Los talleres de reparación de Gerona agrupados en Corve, entidad que también forma parte de Cetraa, han trasladado su “preocupación” por la presencia de talleres ilegales en el sector, que suponen “intrusismo profesional” y competencia desleal hacia los demás talleres que ejercen su actividad de manera legítima.
Para frenar a estos pseudoprofesionales, Corve ya llegó a un acuerdo con un despacho de detectives para investigar algunos casos y poder “aportar pruebas fehacientes ante la administración en la medida de lo posible”. Una actuación que, como aseguran desde Corve, surtió efecto porque disminuyeron.
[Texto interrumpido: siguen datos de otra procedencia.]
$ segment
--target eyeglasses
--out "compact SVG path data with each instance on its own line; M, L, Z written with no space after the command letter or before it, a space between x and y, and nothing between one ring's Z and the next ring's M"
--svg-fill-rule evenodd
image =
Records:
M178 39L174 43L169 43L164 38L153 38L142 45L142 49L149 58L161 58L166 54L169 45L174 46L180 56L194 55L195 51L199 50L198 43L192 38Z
Asimismo, Corve señala que en los últimos años han ido recibiendo denuncias que van tramitando y resolviendo a favor del sector: “La mayor parte de las veces los casos se resuelven: o bien cierran -los talleres ilegales-, o se legalizan, siendo pocos los casos reincidentes”, señala la entidad catalana. En lo que va de año Corve afirma haber tramitado media docena de denuncias, dos de ellas el pasado mes de agosto.
Para continuar avanzando en la lucha contra los ilegales, desde la entidad piden la colaboración de quienes detecten casos sospechosos: “la asociación actúa con total discreción para que no trascienda la procedencia de la información denunciada y garantizar así una colaboración más estrecha sin miedo a represalias”, señalan.